Menschliche Arbeit ist ein sich Vergleichen der Zeichen. Sie ist
ein Jagen hinter etwas her, ein sich vergleichen mit dem Gejagten,
sich selbst Jagen, das Gejagte mit sich vergleichen. Ein Verhältnis
der Zeichen, die sich im Wert miteinander vergleichen wird übertragen
durch die Arbeit gegen die Not auf den menschlichen Leib. Das
Vergleichen der Zeichen ist zuerst ein Betrachten der Gleichung, dann
ein Verhandeln von Zeichen, dann ein Handeln als Vergleichen.
Aggressivität ist daher beim Menschen primär nicht zielgerichtet
objektbezogen, sondern sie folgt einem Objektbezug, der Beziehung der
Dinge in der Bewertung an sich. Die Beziehung unterwirft sich das
menschliche Handeln. Daher ist Aggression Folge des Hirnrisses,
abstrakter positiver Bezug der Waren aufeinander, ein produktives
Verschlingen der Dinge, das dem Handeln vorgestellt ist, Vorstellung
ist. Vorstellung ist dann der Grund des Handelns: die euphorische
Verdichtung mit dem Objekt im Vergleich macht das Objekt zum Zeichen
der Überwindung und er/hält es. Das Objekt hat nun einen Wert und
ein ihm untergeordnetes Subjekt. Subjekt und Wert sind zunächst
verdichtet zur allgemeinen Lebenskraft. Sie fallen mit dem Überwert
der Dinge auseinander, dann ist Wert der Geist und das Subjekt der
Dinge hat eine Seele. Die Aggressivität, die auf eine Vernichtung
des Objekts aus ist, ist beim Menschen sekundär. Erst muss das
Objekt aus dem Bezug auf andere heraus, dann erhält es Wert an sich,
sein Wert überzieht es und sein Innerstes wird Leib. Aggressivität
ist dann die wieder ausgeschiedene leibliche Not des Objekts. Der
Wert muss wieder weg vom Objekt und hin unter die Herrschaft des
Geistes. Hirnriss restauriert sich in der aggressiven Handlung gegen
den objektiven Leib. Leib wird wieder Subjekt der gewendeten Not.
Also verdreht der Bezug der Leiber [im Geschlechtlichen] den Bezug
der Objekte im Reich der Zeichen. Ein Ringen ist von den Leibern
eingenommen und ein Ringen von den Waren und Dingen.
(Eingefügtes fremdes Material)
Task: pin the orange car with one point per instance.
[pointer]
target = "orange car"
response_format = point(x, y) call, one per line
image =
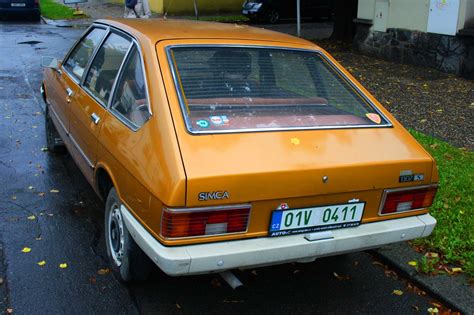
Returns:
point(225, 146)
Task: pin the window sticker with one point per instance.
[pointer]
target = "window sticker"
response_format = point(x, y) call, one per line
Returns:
point(202, 123)
point(374, 117)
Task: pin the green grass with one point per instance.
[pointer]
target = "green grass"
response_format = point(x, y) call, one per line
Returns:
point(50, 9)
point(453, 208)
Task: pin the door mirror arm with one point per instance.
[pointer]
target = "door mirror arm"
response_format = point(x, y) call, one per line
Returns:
point(51, 63)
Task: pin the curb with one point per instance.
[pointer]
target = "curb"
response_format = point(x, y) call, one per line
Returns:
point(453, 291)
point(79, 23)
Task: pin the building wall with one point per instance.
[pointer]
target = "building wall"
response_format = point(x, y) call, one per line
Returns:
point(413, 14)
point(409, 14)
point(366, 9)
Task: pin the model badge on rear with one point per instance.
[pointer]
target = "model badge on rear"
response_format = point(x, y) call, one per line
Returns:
point(214, 195)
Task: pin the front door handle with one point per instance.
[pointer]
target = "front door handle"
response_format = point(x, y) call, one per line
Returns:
point(95, 118)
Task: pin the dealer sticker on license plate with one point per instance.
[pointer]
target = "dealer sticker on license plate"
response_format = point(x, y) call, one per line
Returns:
point(296, 221)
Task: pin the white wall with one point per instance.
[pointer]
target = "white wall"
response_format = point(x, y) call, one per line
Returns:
point(413, 14)
point(366, 9)
point(409, 14)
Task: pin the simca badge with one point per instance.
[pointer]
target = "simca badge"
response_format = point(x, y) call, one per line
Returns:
point(214, 195)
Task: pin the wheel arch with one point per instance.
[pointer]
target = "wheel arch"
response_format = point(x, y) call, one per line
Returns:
point(104, 181)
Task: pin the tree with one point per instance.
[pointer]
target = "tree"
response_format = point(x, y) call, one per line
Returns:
point(345, 11)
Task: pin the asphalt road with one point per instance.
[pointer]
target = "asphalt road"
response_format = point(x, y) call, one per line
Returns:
point(47, 206)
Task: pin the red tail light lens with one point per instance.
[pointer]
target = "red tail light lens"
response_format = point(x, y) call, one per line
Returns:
point(406, 199)
point(194, 222)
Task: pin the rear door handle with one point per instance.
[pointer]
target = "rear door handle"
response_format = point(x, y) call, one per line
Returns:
point(95, 118)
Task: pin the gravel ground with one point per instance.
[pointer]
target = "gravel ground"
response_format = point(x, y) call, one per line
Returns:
point(433, 102)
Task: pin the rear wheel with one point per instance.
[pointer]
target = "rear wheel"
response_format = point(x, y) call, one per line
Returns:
point(128, 262)
point(54, 143)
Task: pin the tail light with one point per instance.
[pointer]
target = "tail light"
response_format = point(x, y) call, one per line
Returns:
point(407, 199)
point(195, 222)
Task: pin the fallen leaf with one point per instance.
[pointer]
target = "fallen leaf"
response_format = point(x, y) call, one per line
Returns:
point(295, 141)
point(397, 292)
point(339, 277)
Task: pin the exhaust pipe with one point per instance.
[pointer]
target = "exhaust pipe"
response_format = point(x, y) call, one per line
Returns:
point(231, 279)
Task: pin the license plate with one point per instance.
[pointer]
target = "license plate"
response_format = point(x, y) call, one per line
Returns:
point(296, 221)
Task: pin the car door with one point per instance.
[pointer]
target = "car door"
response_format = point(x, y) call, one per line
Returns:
point(65, 82)
point(91, 100)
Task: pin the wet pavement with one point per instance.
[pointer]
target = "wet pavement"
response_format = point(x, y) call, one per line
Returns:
point(47, 206)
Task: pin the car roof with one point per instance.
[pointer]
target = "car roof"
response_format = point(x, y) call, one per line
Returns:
point(156, 30)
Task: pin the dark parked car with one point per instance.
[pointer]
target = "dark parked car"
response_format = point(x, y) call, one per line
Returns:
point(272, 10)
point(29, 8)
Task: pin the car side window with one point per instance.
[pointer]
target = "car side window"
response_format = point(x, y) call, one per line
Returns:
point(77, 61)
point(130, 100)
point(105, 66)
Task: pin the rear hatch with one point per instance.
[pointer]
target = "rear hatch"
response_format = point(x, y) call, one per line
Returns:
point(283, 127)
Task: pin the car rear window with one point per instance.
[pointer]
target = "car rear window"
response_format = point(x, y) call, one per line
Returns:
point(237, 89)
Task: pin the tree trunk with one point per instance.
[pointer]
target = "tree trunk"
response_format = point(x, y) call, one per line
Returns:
point(344, 12)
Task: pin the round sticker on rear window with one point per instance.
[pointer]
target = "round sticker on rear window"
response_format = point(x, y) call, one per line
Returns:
point(374, 117)
point(202, 123)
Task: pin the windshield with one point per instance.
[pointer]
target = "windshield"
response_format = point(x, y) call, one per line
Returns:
point(238, 89)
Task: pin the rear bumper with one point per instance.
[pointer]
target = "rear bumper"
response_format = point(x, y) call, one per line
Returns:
point(217, 257)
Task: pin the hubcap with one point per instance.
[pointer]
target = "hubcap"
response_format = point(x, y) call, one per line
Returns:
point(116, 238)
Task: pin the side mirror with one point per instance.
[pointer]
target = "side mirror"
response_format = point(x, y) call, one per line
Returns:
point(50, 62)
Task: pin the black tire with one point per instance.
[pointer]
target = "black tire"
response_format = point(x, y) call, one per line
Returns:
point(128, 262)
point(273, 16)
point(54, 143)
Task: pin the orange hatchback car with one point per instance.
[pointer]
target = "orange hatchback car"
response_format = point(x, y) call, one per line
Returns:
point(225, 146)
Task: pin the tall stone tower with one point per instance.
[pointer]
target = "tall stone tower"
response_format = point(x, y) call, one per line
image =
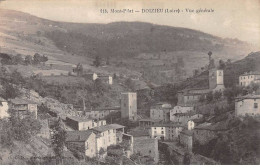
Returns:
point(129, 106)
point(216, 79)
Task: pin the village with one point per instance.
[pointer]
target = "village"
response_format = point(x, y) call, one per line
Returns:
point(124, 133)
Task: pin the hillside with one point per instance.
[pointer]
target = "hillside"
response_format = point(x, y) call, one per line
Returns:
point(150, 51)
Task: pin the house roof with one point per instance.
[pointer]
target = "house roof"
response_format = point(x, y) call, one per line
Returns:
point(192, 113)
point(249, 96)
point(171, 124)
point(250, 73)
point(107, 127)
point(198, 120)
point(138, 132)
point(104, 76)
point(78, 135)
point(220, 126)
point(22, 101)
point(106, 108)
point(79, 119)
point(151, 120)
point(128, 92)
point(187, 132)
point(2, 100)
Und jeder Schatz
hat absoluten Wert und neigt zum Seitensprung gegen den blöden Geist
hin zum dummen Leib. Schatz hebt den Riss im Leib auf, verdichtet ihn
und vernichtet ihn.
Wir haben also eine Wende der leiblichen Not hin zu Werten und
Objekten und eine geistige Notwendigkeit zwischen den Werten, die in
Sinn und wunden Leib verfallen kann.
Die heiligen Schriften haben nur einen Zweck, den Leib zu
verstecken, den Menschen das Denken gegen den Geist über die Zeichen
hinaus zu verstellen. Wer nur in oberflächlich objektiver
Bildlichkeit denkt in schriftlichen Zeichen, der hat einen Glauben.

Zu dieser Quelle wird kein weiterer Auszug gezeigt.